Erstellt am: 27 Oktober, 2014 | Kommentieren

CIMG0006Pressemitteilung von MdL Marion Junge zum Aus für die Sozialwerkstatt in Nebelschütz

Seit 2011 gibt es das Projekt „Chance auf Arbeit“ in Nebelschütz, das Langzeitarbeitslose wieder fit für den ersten Arbeitsmarkt gemacht hat und eine Stütze für schwer vermittelbare Jobsuchende war.

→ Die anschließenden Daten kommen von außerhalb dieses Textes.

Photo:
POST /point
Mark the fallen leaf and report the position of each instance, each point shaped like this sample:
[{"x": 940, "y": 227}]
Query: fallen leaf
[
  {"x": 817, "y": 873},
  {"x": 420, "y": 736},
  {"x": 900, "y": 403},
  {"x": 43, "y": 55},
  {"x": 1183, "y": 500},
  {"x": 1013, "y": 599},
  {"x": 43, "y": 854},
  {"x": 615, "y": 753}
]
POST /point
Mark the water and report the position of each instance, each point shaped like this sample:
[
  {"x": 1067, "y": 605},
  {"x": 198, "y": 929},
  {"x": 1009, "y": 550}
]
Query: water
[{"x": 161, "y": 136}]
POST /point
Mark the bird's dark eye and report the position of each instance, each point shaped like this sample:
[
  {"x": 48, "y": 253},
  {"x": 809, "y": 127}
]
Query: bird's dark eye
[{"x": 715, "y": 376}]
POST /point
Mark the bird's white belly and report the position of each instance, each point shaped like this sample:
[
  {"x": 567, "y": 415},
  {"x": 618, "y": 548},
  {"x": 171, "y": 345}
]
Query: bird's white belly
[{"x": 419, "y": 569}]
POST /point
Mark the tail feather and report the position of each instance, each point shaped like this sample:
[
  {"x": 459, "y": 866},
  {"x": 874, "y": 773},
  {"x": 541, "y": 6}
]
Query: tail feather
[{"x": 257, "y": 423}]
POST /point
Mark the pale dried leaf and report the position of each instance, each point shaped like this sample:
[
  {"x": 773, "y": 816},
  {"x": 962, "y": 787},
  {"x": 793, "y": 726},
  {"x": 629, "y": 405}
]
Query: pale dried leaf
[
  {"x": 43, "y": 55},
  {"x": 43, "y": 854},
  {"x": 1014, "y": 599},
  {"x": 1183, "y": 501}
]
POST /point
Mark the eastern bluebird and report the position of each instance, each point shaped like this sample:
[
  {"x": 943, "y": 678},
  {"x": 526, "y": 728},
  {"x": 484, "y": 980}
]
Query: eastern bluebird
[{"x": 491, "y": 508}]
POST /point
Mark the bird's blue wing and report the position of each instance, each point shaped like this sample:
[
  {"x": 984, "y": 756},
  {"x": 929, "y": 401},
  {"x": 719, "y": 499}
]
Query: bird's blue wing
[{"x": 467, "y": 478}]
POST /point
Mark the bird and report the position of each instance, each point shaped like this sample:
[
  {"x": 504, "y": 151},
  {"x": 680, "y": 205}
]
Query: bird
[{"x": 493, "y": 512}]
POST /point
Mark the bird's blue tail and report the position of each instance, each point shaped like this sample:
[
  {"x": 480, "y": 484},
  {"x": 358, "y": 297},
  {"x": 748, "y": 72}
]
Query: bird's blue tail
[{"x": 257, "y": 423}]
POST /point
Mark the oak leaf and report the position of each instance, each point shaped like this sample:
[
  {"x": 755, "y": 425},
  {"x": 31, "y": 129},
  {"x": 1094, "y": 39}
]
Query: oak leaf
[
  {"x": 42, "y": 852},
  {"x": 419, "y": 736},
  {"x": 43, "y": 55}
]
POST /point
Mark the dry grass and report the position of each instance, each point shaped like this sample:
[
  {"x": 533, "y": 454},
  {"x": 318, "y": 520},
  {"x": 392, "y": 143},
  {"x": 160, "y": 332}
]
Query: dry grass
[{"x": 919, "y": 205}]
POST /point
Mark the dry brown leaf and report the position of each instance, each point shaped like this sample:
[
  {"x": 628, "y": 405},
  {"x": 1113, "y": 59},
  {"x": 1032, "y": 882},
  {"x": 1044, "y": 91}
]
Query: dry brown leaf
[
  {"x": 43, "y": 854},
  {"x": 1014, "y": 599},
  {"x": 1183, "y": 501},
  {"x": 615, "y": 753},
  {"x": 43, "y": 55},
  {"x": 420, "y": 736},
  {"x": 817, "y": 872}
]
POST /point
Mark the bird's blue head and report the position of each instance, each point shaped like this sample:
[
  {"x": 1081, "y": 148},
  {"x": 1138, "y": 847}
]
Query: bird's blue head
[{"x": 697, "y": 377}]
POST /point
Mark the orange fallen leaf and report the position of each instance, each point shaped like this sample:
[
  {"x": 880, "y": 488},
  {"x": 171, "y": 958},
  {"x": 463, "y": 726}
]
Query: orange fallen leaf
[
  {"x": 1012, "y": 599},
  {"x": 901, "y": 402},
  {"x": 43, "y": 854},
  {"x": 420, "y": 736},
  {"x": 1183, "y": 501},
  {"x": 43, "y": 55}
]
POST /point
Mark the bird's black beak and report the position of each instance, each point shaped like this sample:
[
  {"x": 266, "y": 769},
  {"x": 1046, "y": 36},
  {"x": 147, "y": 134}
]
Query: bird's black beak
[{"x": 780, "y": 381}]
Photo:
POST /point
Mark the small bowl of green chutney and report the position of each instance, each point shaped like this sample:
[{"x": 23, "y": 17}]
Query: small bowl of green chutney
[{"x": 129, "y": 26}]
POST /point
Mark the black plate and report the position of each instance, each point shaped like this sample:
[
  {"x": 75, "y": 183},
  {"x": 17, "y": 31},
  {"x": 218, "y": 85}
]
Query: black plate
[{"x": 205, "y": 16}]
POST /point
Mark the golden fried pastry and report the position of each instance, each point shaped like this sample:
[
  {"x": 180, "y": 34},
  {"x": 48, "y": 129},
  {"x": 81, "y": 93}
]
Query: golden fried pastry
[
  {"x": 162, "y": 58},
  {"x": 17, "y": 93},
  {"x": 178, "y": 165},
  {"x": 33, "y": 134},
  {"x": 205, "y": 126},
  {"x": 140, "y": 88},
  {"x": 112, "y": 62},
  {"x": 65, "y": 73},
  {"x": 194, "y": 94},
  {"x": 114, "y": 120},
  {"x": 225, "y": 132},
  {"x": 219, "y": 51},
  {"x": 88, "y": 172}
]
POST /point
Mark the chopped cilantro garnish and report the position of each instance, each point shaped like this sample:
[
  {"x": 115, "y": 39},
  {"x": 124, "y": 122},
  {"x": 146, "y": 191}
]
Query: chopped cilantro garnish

Aus einer ehemaligen Rinderzuchtanlage entstand die Sozialwerkstatt in Nebelschütz, die arbeitslose Menschen mit mehrfachen Vermittlungshemmnissen schrittweise (maximal 2 Jahre) in den Arbeitsprozess erfolgreich integriert hat.

Dieses Pilotprojekt wurde vom Landkreis Bautzen über das Jobcenter (40 Prozent) sowie durch Fördermittel von Europäischen Sozialfonds und den Freistaat Sachsen (60 Prozent) finanziert.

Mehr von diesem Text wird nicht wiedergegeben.